A composite claim is a combination of different forms, used for the withdrawal of money from EPF offline. This EPF form combines Form 19, Form 10C, and Form 31. Individually, Form 19 is for PF final settlement (claim form); Form 10C is for pension withdrawal, and form 31 is for partial PF withdrawals.

However, suppose an individual has its UAN linked with an Aadhaar card and bank account. In that case, they can submit this single form directly to EPFO without employer attestation. Similarly, if UAN is not linked to Aadhaar card and bank account, then employer attestation is required on the form.

Conclusion

EPF comes under Employee Provident Fund and Miscellaneous Provisions Act,1952. EPF is an excellent saving scheme for building a sufficient retirement corpus for salaried employees. Over the career time, one shifts a job multiple times. But, the benefit of this scheme is added continuously under UAN. EPF can be a good investment plan as it also comes with tax benefits. It ensures higher earnings and improves savings for employees in the long-term.

However, there are certain limitations, as well. There can be a better investment plan or alternative, which is an ELSS fund (tax saver fund).  ELSS fund is a type of equity funds that helps investors get inflation-beating returns for retirement. With tax-saving and lower lock-in period high returns, this tax saver fund attracts many investors.

Frequently Asked Questions

What is UAN?

EPFO has introduced a 12-digit number for all employees holding an EPF account called Universal Account Number(UAN). This number helps in transferring the PF account from one employer to another. With UAN, there is no dependency on any employer for the withdrawal of the PF amount.
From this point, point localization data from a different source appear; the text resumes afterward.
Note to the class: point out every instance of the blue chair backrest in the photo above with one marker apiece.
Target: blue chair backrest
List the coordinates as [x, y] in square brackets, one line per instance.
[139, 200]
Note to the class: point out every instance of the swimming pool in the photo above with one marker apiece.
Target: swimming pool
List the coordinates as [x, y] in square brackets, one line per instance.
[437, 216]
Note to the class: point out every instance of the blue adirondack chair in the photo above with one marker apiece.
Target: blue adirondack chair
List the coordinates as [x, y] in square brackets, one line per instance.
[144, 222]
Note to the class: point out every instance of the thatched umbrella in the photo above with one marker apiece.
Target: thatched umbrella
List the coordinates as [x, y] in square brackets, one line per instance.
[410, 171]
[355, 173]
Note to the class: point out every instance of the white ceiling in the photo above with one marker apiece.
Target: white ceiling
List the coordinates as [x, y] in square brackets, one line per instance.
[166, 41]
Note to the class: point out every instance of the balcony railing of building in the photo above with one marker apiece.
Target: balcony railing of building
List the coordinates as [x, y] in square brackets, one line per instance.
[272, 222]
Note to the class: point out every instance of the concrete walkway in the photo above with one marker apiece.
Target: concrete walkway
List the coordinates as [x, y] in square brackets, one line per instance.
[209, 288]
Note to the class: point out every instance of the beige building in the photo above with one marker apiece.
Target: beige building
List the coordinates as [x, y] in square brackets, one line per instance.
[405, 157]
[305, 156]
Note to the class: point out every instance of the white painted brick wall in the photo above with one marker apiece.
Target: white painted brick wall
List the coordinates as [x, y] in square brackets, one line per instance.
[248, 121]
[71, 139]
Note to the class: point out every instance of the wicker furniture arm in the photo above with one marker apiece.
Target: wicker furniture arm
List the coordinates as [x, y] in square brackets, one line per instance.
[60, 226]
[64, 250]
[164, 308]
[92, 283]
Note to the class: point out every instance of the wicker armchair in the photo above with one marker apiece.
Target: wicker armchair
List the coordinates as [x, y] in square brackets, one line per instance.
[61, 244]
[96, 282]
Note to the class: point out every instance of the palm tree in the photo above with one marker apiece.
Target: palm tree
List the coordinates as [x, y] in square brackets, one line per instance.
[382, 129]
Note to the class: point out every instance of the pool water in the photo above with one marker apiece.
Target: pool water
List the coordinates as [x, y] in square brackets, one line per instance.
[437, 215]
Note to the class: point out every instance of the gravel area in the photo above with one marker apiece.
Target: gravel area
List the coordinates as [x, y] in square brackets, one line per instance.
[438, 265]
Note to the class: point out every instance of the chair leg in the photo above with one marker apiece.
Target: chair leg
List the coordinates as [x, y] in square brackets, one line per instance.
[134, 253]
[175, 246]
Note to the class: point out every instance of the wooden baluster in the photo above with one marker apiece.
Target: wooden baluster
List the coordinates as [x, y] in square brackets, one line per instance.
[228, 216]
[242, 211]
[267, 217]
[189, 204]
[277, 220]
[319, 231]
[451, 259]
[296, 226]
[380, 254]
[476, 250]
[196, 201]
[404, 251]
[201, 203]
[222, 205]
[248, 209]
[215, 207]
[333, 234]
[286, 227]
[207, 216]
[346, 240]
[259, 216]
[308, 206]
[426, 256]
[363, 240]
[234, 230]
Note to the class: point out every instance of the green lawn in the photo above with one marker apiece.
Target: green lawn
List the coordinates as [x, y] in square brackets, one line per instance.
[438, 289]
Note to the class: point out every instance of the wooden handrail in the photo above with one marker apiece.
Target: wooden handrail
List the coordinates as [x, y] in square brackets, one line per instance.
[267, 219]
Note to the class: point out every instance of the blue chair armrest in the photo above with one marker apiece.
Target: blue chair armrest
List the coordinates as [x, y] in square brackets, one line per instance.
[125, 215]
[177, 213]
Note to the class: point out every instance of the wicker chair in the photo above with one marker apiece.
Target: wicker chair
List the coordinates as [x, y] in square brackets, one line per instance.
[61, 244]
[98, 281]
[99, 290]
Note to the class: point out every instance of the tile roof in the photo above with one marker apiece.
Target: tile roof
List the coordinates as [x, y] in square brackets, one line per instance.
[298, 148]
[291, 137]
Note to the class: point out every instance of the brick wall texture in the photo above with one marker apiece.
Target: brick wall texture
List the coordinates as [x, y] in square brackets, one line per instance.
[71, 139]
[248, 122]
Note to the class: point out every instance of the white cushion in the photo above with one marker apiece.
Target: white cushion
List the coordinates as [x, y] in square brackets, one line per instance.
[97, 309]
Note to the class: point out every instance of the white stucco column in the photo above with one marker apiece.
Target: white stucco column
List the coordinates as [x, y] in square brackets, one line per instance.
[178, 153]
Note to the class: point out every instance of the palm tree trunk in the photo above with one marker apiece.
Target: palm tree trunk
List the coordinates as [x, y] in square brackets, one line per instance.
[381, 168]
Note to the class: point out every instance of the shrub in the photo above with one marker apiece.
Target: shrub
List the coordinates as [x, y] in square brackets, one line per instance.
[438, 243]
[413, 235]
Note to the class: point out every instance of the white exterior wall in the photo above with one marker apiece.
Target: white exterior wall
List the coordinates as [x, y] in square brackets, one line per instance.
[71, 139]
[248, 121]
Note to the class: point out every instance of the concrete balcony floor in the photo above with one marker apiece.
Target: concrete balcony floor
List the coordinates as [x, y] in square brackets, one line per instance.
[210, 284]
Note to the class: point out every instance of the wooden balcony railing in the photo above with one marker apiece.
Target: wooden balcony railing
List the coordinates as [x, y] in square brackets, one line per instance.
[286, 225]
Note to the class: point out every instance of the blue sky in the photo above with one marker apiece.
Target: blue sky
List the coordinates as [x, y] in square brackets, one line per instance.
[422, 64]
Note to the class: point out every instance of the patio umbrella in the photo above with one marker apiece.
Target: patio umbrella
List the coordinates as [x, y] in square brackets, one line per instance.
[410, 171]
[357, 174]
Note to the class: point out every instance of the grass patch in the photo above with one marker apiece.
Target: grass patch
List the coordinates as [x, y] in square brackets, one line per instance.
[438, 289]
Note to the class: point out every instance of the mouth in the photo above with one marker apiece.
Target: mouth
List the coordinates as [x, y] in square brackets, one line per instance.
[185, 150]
What is pdf withdrawal form 31?

A PF withdrawals form 31 is also knows as PF advance form. This EPF form is for partial withdrawal of funds or claim advance from the EPF account. An individual cannot withdraw the amount as when required. Likewise, withdrawal is available in special conditions only.
One can withdraw partial amounts in case of any financial emergencies like marriage, payment of a loan, higher education, purchase of land/house etc.

What is PF Form 19?

Form 19 is a claim form that helps individuals to claim their EPF amount. One can use this form is mainly for two purposes. Firstly, when the individual wants to withdraw the full amount in the form of full settlement. When an individual quits a job, they can either close/settle their PF account or transfer it to the new employee. Secondly, one can use this form to withdraw the sum when they retire.
One can use this form for EPF claims. However, only after two months of leaving a job or retirement.

What is form 10D?

Under the EPF scheme, an EPFO member becomes eligible to receive a pension at the age of 58 years. Form 10D helps in pension withdrawal post-retirement. One has to fill the form 10D offline and submit it to EPFO.